Marital dissolution cases in Minnesota involve a number of procedural elements. Here is a summary, from case inception through appeal:
- Filing: Once the Summon and Petition are served upon a party, the action may be filed with the Court.
- ICMC: First interaction with the Court is an Initial Case Management Conference. This is an informal conference to determine the issues and how to best proceed. Parties can elect ENE or traditional litigation.
- ENE: Early Neutral Evaluation occurs, if the parties agree to participate. There are two types: (1) social early neutral evaluation (SENE) for custody and parenting time issues; (2) financial early neutral evaluation (FENE) for financial issues.

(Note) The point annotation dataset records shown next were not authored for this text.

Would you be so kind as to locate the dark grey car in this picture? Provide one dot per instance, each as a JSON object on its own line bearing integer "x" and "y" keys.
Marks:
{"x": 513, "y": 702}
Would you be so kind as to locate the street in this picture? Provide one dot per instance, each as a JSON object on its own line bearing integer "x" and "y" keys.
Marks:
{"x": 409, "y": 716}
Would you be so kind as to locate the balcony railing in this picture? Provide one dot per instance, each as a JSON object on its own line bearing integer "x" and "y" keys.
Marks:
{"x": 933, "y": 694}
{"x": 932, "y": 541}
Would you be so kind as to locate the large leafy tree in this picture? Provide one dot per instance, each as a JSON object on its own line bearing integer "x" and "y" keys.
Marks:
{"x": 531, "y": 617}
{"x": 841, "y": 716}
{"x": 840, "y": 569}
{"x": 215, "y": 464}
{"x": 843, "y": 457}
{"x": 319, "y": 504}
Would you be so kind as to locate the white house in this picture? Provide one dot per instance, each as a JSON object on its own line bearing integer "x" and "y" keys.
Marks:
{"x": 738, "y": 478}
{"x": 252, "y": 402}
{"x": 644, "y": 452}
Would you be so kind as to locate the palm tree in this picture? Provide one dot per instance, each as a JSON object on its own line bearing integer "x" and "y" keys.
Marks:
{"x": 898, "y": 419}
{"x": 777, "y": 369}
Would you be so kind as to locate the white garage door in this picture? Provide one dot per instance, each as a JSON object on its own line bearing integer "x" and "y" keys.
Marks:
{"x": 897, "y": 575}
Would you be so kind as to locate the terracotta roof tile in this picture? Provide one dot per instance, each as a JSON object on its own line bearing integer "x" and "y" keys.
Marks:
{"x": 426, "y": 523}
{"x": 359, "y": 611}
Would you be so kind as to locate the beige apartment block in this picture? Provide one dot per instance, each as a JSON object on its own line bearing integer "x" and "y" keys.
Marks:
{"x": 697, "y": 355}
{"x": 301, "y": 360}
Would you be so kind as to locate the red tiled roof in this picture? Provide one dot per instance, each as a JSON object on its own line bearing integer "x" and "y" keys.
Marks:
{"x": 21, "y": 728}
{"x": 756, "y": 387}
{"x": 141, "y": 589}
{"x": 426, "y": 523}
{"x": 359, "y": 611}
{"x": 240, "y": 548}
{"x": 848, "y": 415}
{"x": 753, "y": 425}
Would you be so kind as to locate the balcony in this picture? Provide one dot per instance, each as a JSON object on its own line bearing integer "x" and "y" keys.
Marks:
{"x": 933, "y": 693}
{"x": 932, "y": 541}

- Temporary Motion: If ENE fails, or the parties don’t participate, a Motion for Temporary Relief may be scheduled. Custody, child support, possession of property, allocation of debt, spousal maintenance and case fees and costs will be addressed on a temporary basis.
- Discovery: Parties formally exchange information or hire experts to assist with complex issues.
- Pre-Trial: The parties negotiate at the courthouse, after discovery is complete, with input from the judge.
- ADR: Anytime prior to trial, the parties may elect to participate in alternative dispute resolution, such as mediation, arbitration or a moderated settlement conference.
- Trial: In the absence of settlement, the matter will be tried to a judge. There are no jury trials in family court.
- Appeal: If either party is dissatisfied with the outcome, they have the right to appeal.